Figure S8 – High doses of ketamine increase the proportion of synaptic NMDAR

(A) i) Homer cluster area (normalized to control). Data are expressed as mean ± SEM (Control, Ca = 1 ± 0.0714, n = 50 neurons; Ket 50 µM, Ca = 0.8516 ± 0.0412, n = 49 neurons; Student’s t-test, p>0.05). (ii) Homer cluster intensity (normalized to control). Data expressed as mean ± SEM (Control, Ci = 1 ± 0.0393, n = 50 neurons; Ket 50 µM, Ca = 0.8323 ± 0.0466, n = 49 neurons; Student’s t-test, p>0.05). (iii) Homer cluster number/µm (normalized to control). Data expressed as mean ± SEM (Control, Cd = 1 ± 0.0484, n = 50 neurons; Ket 50 µM, Cd = 1.2700 ± 0.0985, n = 49 neurons; Student’s t-test, p>0.05).

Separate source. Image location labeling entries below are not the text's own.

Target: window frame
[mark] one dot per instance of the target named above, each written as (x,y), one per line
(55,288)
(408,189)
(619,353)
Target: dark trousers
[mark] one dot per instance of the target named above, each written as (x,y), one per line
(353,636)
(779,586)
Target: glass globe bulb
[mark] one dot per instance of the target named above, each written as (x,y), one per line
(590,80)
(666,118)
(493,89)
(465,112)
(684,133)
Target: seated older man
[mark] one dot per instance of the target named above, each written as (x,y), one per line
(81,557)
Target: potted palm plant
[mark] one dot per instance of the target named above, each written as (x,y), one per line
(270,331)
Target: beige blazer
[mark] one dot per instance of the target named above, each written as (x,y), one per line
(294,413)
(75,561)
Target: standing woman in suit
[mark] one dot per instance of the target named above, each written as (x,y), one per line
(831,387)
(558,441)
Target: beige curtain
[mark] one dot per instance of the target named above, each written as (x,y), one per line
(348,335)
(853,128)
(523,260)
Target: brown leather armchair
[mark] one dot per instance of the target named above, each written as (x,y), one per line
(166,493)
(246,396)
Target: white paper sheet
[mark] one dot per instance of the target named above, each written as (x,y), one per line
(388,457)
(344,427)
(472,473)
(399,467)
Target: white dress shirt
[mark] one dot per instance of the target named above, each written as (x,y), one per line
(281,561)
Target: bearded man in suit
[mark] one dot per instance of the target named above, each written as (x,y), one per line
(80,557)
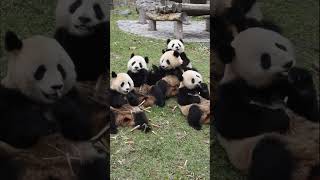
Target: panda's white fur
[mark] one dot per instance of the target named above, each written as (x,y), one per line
(170,60)
(191,79)
(249,46)
(122,83)
(84,9)
(136,63)
(176,45)
(57,77)
(221,5)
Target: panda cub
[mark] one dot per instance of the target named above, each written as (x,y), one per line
(193,99)
(138,71)
(82,28)
(124,102)
(178,45)
(169,73)
(266,113)
(38,108)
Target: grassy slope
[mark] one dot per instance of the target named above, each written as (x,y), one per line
(300,23)
(136,155)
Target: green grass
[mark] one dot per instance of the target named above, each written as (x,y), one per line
(300,23)
(135,155)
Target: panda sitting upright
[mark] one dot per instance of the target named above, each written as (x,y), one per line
(138,71)
(39,114)
(82,28)
(266,113)
(169,74)
(124,104)
(193,99)
(178,45)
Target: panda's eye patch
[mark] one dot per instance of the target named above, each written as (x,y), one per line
(265,61)
(99,13)
(62,71)
(280,46)
(75,6)
(41,70)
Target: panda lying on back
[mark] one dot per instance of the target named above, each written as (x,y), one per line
(193,99)
(178,45)
(82,28)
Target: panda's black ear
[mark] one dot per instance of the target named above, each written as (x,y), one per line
(146,59)
(176,53)
(12,42)
(113,74)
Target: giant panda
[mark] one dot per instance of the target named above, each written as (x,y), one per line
(193,99)
(125,103)
(266,113)
(178,45)
(42,129)
(169,73)
(139,73)
(82,28)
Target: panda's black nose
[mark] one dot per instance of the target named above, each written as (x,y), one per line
(57,87)
(84,20)
(288,65)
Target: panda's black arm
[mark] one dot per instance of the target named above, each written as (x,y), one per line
(185,97)
(133,98)
(204,91)
(22,121)
(236,117)
(116,99)
(73,118)
(302,97)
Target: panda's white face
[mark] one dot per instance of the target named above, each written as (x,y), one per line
(176,45)
(136,63)
(122,83)
(261,56)
(81,16)
(41,70)
(170,60)
(191,79)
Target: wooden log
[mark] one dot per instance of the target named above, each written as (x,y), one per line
(178,29)
(166,17)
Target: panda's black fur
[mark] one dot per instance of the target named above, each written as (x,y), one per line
(90,53)
(183,55)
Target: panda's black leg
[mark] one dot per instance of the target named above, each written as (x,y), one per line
(113,127)
(141,119)
(160,97)
(271,160)
(302,97)
(163,85)
(96,169)
(9,170)
(194,117)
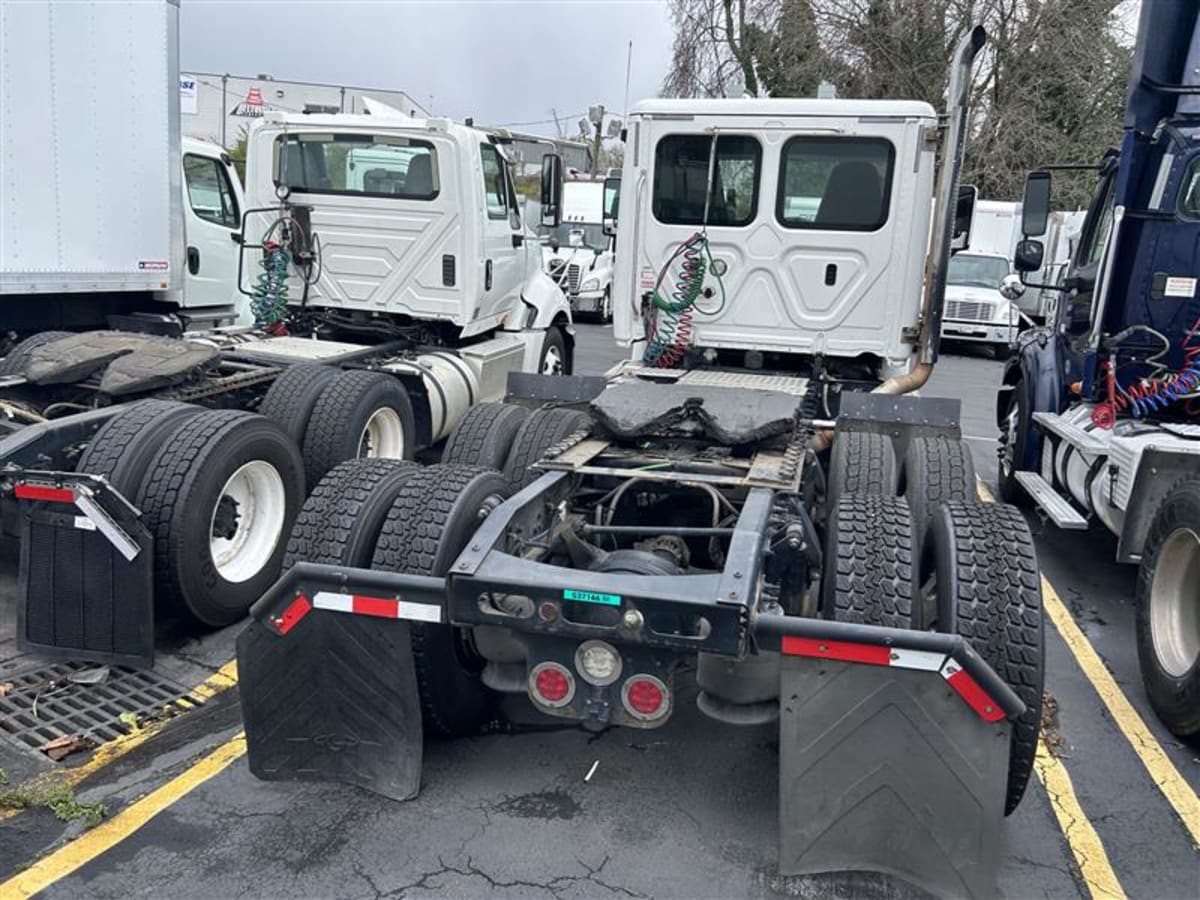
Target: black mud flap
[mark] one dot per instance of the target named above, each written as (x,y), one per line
(85,582)
(887,769)
(329,696)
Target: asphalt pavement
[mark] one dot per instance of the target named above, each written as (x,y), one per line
(688,810)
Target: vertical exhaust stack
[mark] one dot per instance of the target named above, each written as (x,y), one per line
(957,109)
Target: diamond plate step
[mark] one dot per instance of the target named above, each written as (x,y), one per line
(1053,503)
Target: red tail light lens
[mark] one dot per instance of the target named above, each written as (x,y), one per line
(551,684)
(646,697)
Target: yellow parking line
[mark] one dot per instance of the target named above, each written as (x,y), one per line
(1162,771)
(220,681)
(108,834)
(1085,844)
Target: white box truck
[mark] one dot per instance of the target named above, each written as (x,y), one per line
(106,209)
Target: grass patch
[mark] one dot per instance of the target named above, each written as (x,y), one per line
(58,797)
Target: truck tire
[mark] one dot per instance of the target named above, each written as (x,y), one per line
(553,353)
(123,448)
(220,497)
(936,469)
(436,513)
(539,432)
(15,361)
(292,396)
(868,575)
(340,522)
(359,414)
(1168,601)
(485,436)
(862,462)
(989,591)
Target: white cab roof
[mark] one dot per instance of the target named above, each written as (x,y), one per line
(786,107)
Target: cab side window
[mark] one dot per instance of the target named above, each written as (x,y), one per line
(495,183)
(209,191)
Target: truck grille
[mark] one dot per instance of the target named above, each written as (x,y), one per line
(970,310)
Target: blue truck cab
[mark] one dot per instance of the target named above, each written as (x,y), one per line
(1099,409)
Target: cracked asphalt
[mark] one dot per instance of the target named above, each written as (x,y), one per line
(688,810)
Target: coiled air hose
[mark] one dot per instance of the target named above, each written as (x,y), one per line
(669,319)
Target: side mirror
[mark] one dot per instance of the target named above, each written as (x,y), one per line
(1027,256)
(1012,287)
(964,215)
(611,202)
(1036,205)
(551,190)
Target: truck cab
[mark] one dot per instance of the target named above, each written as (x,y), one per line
(815,221)
(414,221)
(579,255)
(1099,411)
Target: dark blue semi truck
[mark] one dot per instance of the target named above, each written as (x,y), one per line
(1099,411)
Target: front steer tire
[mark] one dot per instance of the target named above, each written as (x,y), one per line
(336,430)
(989,591)
(179,499)
(435,515)
(1168,604)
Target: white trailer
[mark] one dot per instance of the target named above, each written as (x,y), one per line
(106,209)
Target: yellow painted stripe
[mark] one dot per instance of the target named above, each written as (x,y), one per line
(1162,771)
(1085,844)
(108,834)
(220,681)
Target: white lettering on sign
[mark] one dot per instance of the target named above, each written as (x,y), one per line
(187,99)
(1179,286)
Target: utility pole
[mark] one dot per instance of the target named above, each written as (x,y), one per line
(597,115)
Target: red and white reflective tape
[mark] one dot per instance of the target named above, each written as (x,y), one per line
(895,658)
(379,606)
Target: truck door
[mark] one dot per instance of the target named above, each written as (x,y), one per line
(213,216)
(503,262)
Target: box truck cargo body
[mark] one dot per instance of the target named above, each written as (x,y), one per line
(91,189)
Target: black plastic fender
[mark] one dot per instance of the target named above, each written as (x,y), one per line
(330,696)
(1036,367)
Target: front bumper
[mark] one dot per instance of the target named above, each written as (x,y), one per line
(987,331)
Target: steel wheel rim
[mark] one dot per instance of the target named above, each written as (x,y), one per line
(383,436)
(1174,611)
(261,503)
(552,363)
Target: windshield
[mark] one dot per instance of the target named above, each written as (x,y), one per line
(577,234)
(976,270)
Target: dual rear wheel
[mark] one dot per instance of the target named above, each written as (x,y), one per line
(935,558)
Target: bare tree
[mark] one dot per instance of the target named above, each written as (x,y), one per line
(1049,87)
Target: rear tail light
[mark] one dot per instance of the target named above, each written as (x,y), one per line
(646,697)
(551,684)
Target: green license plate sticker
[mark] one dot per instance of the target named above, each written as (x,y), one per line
(587,597)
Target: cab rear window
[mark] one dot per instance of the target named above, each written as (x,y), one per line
(835,184)
(360,165)
(681,173)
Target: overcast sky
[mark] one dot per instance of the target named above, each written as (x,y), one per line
(503,61)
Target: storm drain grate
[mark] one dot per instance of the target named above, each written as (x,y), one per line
(81,700)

(B) NMDAR cluster area (normalized to control). Data expressed mean ± SEM (Control, Ca = 1 ± 0.0437, n = 55 neurons; Ket 50 µM, Ca = 1.0130 ± 0.0598, n = 52 neurons; Student’s t-test, p>0.05). (ii) NMDAR cluster intensity (normalized to control). Data expressed as mean ± SEM (Control, Ci = 1 ± 0.0087, n = 55 neurons; Ket 50 µM, Ci = 1.0120 ± 0.0177, n = 52 neurons; Student’s t-test, p>0.05). (iii) NMDAR cluster number/µm (normalized to control). Data expressed as mean ± SEM (Control, Cd = 1 ± 0.0830, n = 55 neurons; Ket 50 µM, Cd = 1.1230 ± 0.1082, n = 52 neurons; Student’s t-test, p>0.05).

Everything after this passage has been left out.